Its all a fashion show these days. Where have the CB & Nevica jackets gone!!


----------



## tellutwurp (Jul 8, 2005)

I guess I'm hopeless cause I think I look damn good with my crampon shreded ski pants and tree branch ripped ski jacket from 10th grade. Top it off with some duct tape and I'd say I'm the coolest cat on the mountain.


----------



## Andy H. (Oct 13, 2003)

We're in good shape for style points because now they're making BLACK duct tape - it goes with anything!


----------



## brendodendo (Jul 18, 2004)

well it's that time of year again... X-Games...Twas fun for a few years and now is so old I can't even tell ya.

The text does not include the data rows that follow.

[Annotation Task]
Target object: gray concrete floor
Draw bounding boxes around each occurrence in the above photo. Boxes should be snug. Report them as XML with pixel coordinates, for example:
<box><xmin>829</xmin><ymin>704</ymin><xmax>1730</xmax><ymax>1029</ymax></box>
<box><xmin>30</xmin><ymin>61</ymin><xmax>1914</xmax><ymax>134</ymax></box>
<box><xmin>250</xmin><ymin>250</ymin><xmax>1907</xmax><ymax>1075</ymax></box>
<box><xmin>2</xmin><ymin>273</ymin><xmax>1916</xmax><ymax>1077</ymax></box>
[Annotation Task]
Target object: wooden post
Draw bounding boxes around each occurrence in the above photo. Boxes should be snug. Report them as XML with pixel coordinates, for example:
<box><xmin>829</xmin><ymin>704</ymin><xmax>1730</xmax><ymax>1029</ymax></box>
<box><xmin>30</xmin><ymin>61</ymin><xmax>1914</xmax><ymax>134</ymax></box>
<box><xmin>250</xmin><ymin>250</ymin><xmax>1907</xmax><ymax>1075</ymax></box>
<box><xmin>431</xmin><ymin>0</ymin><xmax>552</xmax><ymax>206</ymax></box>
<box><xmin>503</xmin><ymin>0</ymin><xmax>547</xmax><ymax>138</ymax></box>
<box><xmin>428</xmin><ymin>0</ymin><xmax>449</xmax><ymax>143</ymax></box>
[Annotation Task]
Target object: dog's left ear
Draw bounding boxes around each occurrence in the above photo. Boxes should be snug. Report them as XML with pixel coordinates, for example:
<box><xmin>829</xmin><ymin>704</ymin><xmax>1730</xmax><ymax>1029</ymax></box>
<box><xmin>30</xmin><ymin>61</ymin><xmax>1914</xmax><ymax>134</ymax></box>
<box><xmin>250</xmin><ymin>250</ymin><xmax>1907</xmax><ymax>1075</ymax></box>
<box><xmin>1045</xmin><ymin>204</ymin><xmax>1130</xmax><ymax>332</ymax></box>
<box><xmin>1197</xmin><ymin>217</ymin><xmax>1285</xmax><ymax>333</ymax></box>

Ya, I'll go to the silly industry party for the free booze and music and will probably drink a lot of beer and then pee on the fence going up the side of the half pipe with 2000 people watching and while 1/2 million people watch on TV, BUT really I'm over IT. give me back the little town without all the attitude. Well, give me back the snobbery and "I'm made of money" attitude that Asspen is all about. I can not take the snow sports all about cool attitude from everybody that comes to this event. I'm going up the backside into McFArlanes Bowl for a few days so don't even look for me. Ya people come from all over to see this spectacle (even my friends) so I'm going to try to enjoy. peace


----------



## BillyD (Oct 10, 2003)

The ski industry has attitude? Come on, since when is a sales job not driven by ego. Especially when it invloves sports. The ski industry is composed of 50% douche bags and 50% cool people. About 40% of the cool people have to put up their ego shield as well, to fend off the ego maniaces. That leaves about 10% of the people, that you would actually want to hang out with. This has been going on for years. Same goes for "Ski Models". These might be the biggest losers on the hill. They are usually good but not great skiiers and riders, and only enjoy face shots in front of a camera. Count your blessings, though. If all these people really skiied/rode there would be that many more people fighting for good lines and fresh turns. Keep it real.
BD


----------



## BastrdSonOfElvis (Mar 24, 2005)

Well said...let the posers pose. Just let them do it out of the way. And it never fails to make me chuckle..the people that think they're so sweet because they sell shit. "I want to sell shit when I grow up!" Whatev.


----------